It seems that rocky exoplanets are even stranger than thought.

Meanwhile, astronomers have already discovered thousands of planets orbiting other stars in our galaxy. What researchers often don’t know, however, is what these planets are made of. For example, do they resemble the Earth, or do they have a completely different composition? Researchers have studied the chemical makeup of so-called “polluted” white dwarfs in a new study. And that leads to the surprising conclusion that most of the rocky exoplanets orbiting nearby stars are much more exotic than thought.

Dirty White Dwarfs

As you may know, a white dwarf is a star that has reached the end of its life. They are actually dense, collapsed cores of once very normal stars. Our own sun will also transform into a white dwarf in five billion years. However, many white dwarfs in the Milky Way galaxy appear to be ‘contaminated’ with strange material, from for example planets, asteroids or other rocky celestial bodies that once orbited that star. This material polluted the white dwarf’s atmosphere as it died, drawing in everything that circled it. That is why we call these phenomena ‘polluted’ white dwarfs.

Study

In the new study, the researchers came up with a good idea. Because by looking for elements not naturally found in a white dwarf’s atmosphere—anything but hydrogen and helium—scientists can figure out what made up the rocky planetary objects that were drawn toward the dying star. The team studied 23 polluted white dwarfs, all about 650 light-years away from the sun. Previous studies had already revealed that these white dwarfs contain trace amounts of calcium, silicon, magnesium and iron. The researchers then used the measured abundances of those elements to reconstruct the original minerals and rocks from which the elements may have originated.

Exotic

It leads to a surprising discovery. Because the polluted white dwarfs appear to have a wide range of chemical compositions. This suggests that the exoplanets that once orbited the white dwarfs were made up of many different rocks. And some rocks are completely foreign to us themselves. It means the researchers had to come up with new names to classify the new rock types. “Although some exoplanets that once orbited polluted white dwarfs resemble Earth, most of the rocks we don’t know in our solar system are home to,” said study researcher Siyi Xu.

Stranger than expected

So it seems that rocky planets may be even stranger than thought. Because apparently the lion’s share consists of rocks that do not occur anywhere in our solar system. This can then also have consequences for the rocky worlds in question. “Some rocks are already melting at much lower temperatures or producing thicker crusts than Earth-like rocks,” explains Keith Putirka. “Some rocks can also be softer, which in turn influences the development of plate tectonics.”

Crust

Furthermore, in their study, the researchers have in some cases even managed to decipher where the detected rocky debris must have come from. High concentrations of magnesium and little silicon measured in the atmospheres of polluted white dwarfs suggest that the detected rocky material comes from a planet’s interior. This means that it originates in the mantle and thus does not come from the crust. And that’s interesting. In previous studies of polluted white dwarfs, the researchers thought they had spotted traces of continental crusts. But Putirka and Xu found no evidence of this, although the new observations also do not rule out the possibility that the exoplanets did not have a crust. “We just think that if they had a crust, we can’t see the traces of it now,” Putirka explains. “In that case, it would be a very small fraction compared to the mass of other planetary components, such as the core and the mantle.”
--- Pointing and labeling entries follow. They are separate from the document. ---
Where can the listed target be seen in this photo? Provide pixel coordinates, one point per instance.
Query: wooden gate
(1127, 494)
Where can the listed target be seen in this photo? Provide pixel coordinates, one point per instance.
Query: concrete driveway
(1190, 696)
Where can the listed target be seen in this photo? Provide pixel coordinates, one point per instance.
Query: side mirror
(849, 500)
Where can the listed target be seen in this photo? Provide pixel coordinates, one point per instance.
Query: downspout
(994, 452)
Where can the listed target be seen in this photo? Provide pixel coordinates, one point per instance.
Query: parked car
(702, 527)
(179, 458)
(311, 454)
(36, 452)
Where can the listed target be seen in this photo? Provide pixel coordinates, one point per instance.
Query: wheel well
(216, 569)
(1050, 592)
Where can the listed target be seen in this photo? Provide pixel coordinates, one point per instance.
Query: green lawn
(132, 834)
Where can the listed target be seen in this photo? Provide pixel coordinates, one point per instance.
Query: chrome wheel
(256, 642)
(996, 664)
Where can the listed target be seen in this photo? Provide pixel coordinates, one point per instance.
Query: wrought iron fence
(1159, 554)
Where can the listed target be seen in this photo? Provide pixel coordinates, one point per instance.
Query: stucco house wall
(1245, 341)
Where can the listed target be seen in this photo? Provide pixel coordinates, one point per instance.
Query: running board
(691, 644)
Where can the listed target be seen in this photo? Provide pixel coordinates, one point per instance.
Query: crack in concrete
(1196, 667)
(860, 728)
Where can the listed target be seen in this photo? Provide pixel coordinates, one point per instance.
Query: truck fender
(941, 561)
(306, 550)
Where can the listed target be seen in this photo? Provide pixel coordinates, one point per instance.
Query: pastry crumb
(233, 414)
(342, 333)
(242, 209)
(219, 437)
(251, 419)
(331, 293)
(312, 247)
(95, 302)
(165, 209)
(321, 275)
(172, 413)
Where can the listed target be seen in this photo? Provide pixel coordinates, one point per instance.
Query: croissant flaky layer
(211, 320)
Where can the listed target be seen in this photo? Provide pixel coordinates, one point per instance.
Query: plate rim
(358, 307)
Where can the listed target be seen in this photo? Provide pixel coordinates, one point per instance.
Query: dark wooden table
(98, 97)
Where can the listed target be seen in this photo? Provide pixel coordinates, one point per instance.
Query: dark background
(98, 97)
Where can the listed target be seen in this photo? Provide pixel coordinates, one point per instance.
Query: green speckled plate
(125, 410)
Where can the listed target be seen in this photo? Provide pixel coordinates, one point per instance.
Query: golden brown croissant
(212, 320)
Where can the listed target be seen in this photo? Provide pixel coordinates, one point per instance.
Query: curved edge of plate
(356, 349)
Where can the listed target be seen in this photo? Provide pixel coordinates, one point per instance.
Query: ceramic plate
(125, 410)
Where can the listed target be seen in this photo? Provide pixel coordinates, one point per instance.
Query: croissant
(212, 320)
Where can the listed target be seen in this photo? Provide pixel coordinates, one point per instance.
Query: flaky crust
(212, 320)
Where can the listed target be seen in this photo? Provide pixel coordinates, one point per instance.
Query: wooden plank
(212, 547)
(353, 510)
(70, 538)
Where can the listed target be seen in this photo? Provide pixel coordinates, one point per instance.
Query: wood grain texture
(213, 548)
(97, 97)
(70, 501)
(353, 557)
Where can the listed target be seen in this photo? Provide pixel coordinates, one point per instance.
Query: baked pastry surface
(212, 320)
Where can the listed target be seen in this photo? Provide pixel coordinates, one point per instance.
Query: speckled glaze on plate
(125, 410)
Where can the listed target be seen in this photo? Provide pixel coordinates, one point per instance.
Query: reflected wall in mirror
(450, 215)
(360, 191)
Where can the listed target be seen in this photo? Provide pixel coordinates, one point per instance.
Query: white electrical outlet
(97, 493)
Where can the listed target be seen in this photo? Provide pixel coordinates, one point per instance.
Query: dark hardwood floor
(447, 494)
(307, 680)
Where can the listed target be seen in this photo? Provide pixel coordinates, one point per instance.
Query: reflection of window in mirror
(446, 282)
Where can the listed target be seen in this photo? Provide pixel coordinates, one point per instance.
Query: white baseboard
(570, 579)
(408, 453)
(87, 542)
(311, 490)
All in all, we are beginning to learn more and more about other exotic and unusual exoplanets that are outside our solar system. And that even the rocky specimens can look very different from the Earth, seems conclusively proven with this study. Apparently there are many more types of stone than we think. And we will probably learn more about that in the future. The upcoming James Webb telescope, due to launch in December, will be able to study stars and exoplanets in even more detail. And then we may learn a lot more about the extraordinary diversity that our universe is rich in.